GLASS milk bottles might not be the best replacement for the thousands of plastic ones which are delivered to Carmarthenshire’s schools every week, according to a senior councillor.
Education portfolio holder Councillor Glynog Davies told a meeting of full council that glass bottles required water, chemicals and energy to sterilise them and were heavier than plastic, which added to their carbon footprint.
He had been asked by Councillor Bill Thomas to give an update following a unanimously-approved council motion last July which called on the authority to look into using more glass milk bottles for primary schools.
Cllr Thomas said neighbouring Ceredigion Council had announced its schools were going to stop using 400,000 plastic milk bottles.
Cllr Davies said: “The end-to-end carbon footprint of glass versus plastic has not been fully assessed, but one study showed that glass performs worse overall.”
He also referred to a recent BBC article, which quoted recycling charity Wrap (Waste and Resources Action Programme) as saying glass milk bottles needed to be used at least 20 times for them to be better environmentally than plastic – and that they are normally only used 18 times.
“It’s important for us to look at all the facts,” he said.
Cllr Davies said the authority was researching the alternatives ahead of August 2021, when the current school milk supply contract ended.
He said the supplier had confirmed it would not be able to provide glass bottles.
Cllr Davies said Ceredigion Council was looking into using milk dispensers, which hold about 24 pints each, at its larger schools.
Should Carmarthenshire go down the dispenser route, Cllr Davies said school staff would have to manage how much milk each child received – and also clean the dispensers and cups.
He said a key message emerging from discussions with Wrap was that “plastic is not necessarily the problem”.
He said: “More focus is needed on whether the plastic is made from recyclable material, or not.
“Further discussions would then be required with our current supplier with the possibility of a case study being carried out in Carmarthenshire.”
A spokeswoman for Wrap Cymru said understanding the materials products contain, their supply chain and logistics and what happens to them at the end of their use determined their environmental footprint.
She said the milk dispenser system combined with reusable plastic cups was “the best option in terms of both cost and greenhouse gas emissions” for Carmarthenshire Council.
Asked if plastic milk bottles were made of recyclable plastic, the spokeswoman said: “Milk bottles are made from a variety of materials, including glass, high density polyethylene and cardboard – some are even made from flexible packaging.

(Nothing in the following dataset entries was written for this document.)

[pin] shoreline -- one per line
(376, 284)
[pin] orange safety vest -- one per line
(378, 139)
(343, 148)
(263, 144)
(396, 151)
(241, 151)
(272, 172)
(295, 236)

“Today the use of up to 30% recycled content in milk bottles produced in the UK is common.
“Organisations such as local authorities should ask their suppliers what materials they use in their packaging and what other options they may have available.
“They should also speak to their waste contractor to find out what is happening to the packaging once it is disposed of, so that as many materials as possible are recycled.”